Suche nach Verschütteten dauert an
Das Erdbeben mit einer Stärke von mehr als 6 sowie mehrere Nachbeben hatten in der Nacht auf Mittwoch die gesamte Region zwischen Umbrien, Latium und den Marken erschüttert. Das Beben war auch in Rom und an der Adriaküste zu spüren. Es hatte sein Zentrum in der Provinz Rieti (Latium).
Ein verschütteter Junge konnte am Mittwoch lebend im Ort Pescara del Tronto gerettet werden. Um andere Verschüttete kämpften die Helfer verzweifelt. In Amatrice, dem mit am stärksten betroffenen Ort, halfen Ärzte einem verletzten sechsjährigen Zwilling aus den Trümmern. Der Bruder des Jungen sei noch nicht geborgen, berichtete Ansa.
Um 3.30 Uhr in der Nacht fing die Erde an zu beben. Vor allem die kleineren Ortschaften Amatrice und Accumoli wurden getroffen. "Die Hälfte des Ortes gibt es nicht mehr. Die Menschen sind unter den Trümmern", sagte der Bürgermeister von Amatrice dem Nachrichtensender RaiNews24. Straßen waren blockiert, der Strom war ausgefallen. Der Bürgermeister forderte Hilfe per Hubschrauber. Ein Einwohner sagte dem Sender: "Alles ist kaputt." Auch das Militär wurde zum Hilfseinsatz mobilisiert.
Das Beben hatte nach jüngsten Angaben des Geophysischen Instituts Potsdam eine Stärke von 6,2 und lag in zehn Kilometern Tiefe. Städte wie Perugia und Assisi sind nicht weit entfernt. Auch Touristen an der Adriaküste meldeten sich besorgt bei den Feuerwehren.

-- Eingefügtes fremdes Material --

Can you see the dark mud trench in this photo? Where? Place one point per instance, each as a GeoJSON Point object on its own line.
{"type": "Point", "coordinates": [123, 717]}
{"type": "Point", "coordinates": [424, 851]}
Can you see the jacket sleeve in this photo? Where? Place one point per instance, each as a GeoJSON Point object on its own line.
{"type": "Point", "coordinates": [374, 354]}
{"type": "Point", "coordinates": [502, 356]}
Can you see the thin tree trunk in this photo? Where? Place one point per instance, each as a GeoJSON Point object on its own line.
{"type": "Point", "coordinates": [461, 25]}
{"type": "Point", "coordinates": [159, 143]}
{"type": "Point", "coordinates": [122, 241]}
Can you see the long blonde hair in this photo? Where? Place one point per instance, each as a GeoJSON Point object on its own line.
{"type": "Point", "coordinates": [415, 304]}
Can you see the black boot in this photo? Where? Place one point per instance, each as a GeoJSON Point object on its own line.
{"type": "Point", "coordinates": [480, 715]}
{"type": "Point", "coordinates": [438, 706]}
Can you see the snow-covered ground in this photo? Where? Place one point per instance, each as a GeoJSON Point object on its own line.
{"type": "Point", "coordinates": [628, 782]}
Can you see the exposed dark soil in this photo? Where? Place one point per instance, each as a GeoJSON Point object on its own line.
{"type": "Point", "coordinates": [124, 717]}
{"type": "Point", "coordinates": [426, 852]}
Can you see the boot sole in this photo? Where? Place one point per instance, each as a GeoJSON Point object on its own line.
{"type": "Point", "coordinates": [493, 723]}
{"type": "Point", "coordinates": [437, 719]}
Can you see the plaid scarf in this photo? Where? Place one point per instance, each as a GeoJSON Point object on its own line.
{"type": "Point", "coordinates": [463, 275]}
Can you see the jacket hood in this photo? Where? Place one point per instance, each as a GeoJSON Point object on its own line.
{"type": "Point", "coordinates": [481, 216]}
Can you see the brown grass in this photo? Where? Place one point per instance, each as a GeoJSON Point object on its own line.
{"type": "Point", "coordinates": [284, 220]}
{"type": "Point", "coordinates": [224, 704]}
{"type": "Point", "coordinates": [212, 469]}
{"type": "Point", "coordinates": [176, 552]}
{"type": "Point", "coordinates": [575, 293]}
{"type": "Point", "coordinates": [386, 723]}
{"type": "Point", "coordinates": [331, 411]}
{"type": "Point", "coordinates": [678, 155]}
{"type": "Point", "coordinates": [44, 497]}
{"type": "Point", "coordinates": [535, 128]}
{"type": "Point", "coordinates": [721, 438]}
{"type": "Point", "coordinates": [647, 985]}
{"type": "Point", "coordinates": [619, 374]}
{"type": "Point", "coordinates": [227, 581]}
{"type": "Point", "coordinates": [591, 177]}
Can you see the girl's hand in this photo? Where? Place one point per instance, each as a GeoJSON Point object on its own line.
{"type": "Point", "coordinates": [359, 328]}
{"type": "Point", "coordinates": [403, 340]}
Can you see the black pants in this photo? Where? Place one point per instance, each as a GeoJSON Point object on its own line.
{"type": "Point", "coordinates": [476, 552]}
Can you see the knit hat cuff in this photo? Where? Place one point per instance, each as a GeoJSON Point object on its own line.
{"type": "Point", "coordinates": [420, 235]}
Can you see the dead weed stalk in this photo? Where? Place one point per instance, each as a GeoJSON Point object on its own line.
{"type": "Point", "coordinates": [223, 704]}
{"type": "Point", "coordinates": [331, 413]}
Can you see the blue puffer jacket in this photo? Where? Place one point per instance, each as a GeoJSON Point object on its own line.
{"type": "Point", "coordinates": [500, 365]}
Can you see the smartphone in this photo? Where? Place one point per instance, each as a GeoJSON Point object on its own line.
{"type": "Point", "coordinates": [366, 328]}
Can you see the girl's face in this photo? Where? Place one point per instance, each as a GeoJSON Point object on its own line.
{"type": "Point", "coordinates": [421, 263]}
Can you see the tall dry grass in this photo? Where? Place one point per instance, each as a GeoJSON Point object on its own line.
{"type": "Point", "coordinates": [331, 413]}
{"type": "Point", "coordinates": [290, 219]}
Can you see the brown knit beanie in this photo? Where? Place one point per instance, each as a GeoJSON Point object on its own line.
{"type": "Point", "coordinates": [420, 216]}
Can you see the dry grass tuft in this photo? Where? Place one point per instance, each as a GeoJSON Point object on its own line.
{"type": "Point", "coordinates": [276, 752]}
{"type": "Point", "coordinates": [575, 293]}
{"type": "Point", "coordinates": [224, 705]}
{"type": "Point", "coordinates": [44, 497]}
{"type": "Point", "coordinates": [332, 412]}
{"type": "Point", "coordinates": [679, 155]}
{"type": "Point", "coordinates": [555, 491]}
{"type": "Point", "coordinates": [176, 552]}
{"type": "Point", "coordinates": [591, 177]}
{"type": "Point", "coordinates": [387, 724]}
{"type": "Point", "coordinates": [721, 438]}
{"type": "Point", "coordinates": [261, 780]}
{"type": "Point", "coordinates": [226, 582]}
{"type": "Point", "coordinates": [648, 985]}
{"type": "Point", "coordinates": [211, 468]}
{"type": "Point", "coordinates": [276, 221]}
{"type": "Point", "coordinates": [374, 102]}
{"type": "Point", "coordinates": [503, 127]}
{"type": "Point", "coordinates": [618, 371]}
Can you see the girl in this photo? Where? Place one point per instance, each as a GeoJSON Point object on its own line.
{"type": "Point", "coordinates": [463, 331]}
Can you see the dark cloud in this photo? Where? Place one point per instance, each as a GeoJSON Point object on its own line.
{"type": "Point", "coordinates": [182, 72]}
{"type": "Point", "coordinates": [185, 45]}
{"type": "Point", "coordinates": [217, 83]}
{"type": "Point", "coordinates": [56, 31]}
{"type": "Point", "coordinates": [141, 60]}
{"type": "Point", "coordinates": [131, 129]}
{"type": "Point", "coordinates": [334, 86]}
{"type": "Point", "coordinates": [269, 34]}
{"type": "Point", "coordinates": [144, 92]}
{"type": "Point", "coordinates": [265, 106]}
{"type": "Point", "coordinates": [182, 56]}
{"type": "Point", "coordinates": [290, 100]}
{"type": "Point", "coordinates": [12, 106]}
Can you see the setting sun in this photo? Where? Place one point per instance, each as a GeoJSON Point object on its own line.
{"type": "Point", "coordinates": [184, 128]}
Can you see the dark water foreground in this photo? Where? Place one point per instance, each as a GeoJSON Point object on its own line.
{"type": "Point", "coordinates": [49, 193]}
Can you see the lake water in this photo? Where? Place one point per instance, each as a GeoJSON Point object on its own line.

Italien wird auf Grund seiner geografischen Lage immer wieder von Erdbeben erschüttert, oft auch von schwerwiegenden. 2009 war bei einem Beben die mittelitalienische Stadt L'Aquila verwüstet worden. Damals starben mehr als 300 Menschen. L'Aquila liegt Luftlinie nur gut 30 Kilometer von Amatrice entfernt. "Das, was wir in L'Aquila vor Jahren gesehen haben, ist nun hier geschehen", sagte der Bürgermeister von Accumoli. "Wir brauchen Hilfen", ergänzte er in einem Telefongespräch mit dem Sender RaiNews24er.
Bundesregierung sagt Hilfe zu
Deutschlands Außenminister Frank-Walter Steinmeier (SPD) sagte Hilfe zu. "Die Nachrichten aus Italien über das nächtliche Erdbeben habe ich mit Erschrecken aufgenommen", teilte er mit. "Wenn gewünscht, stehen wir natürlich bereit, Unterstützung zu leisten."
Das Technische Hilfswerk (THW) sieht Chancen auf Überlebende in den Trümmern. "In Altbauten gibt es immer die Chance, in irgendwelchen Hohlräumen zu überleben", sagte THW-Präsident Albrecht Broemme dem Nachrichtensender N24. "Es ist allerdings schwierig, denn diese Gebäude sind nicht nach modernen Aspekten erdbebensicher gebaut." Im Zentrum des stark betroffenen Ortes Amatrice gebe es dreigeschossige Altbaugebäude, die recht stark zerstört seien. Die Straßen seien eng und oft durch Erdrutsche beschädigt. Es werde erfahrungsgemäß einige Tage dauern, bis die Trinkwasserversorgung wieder hergestellt sei, sagte Broemme.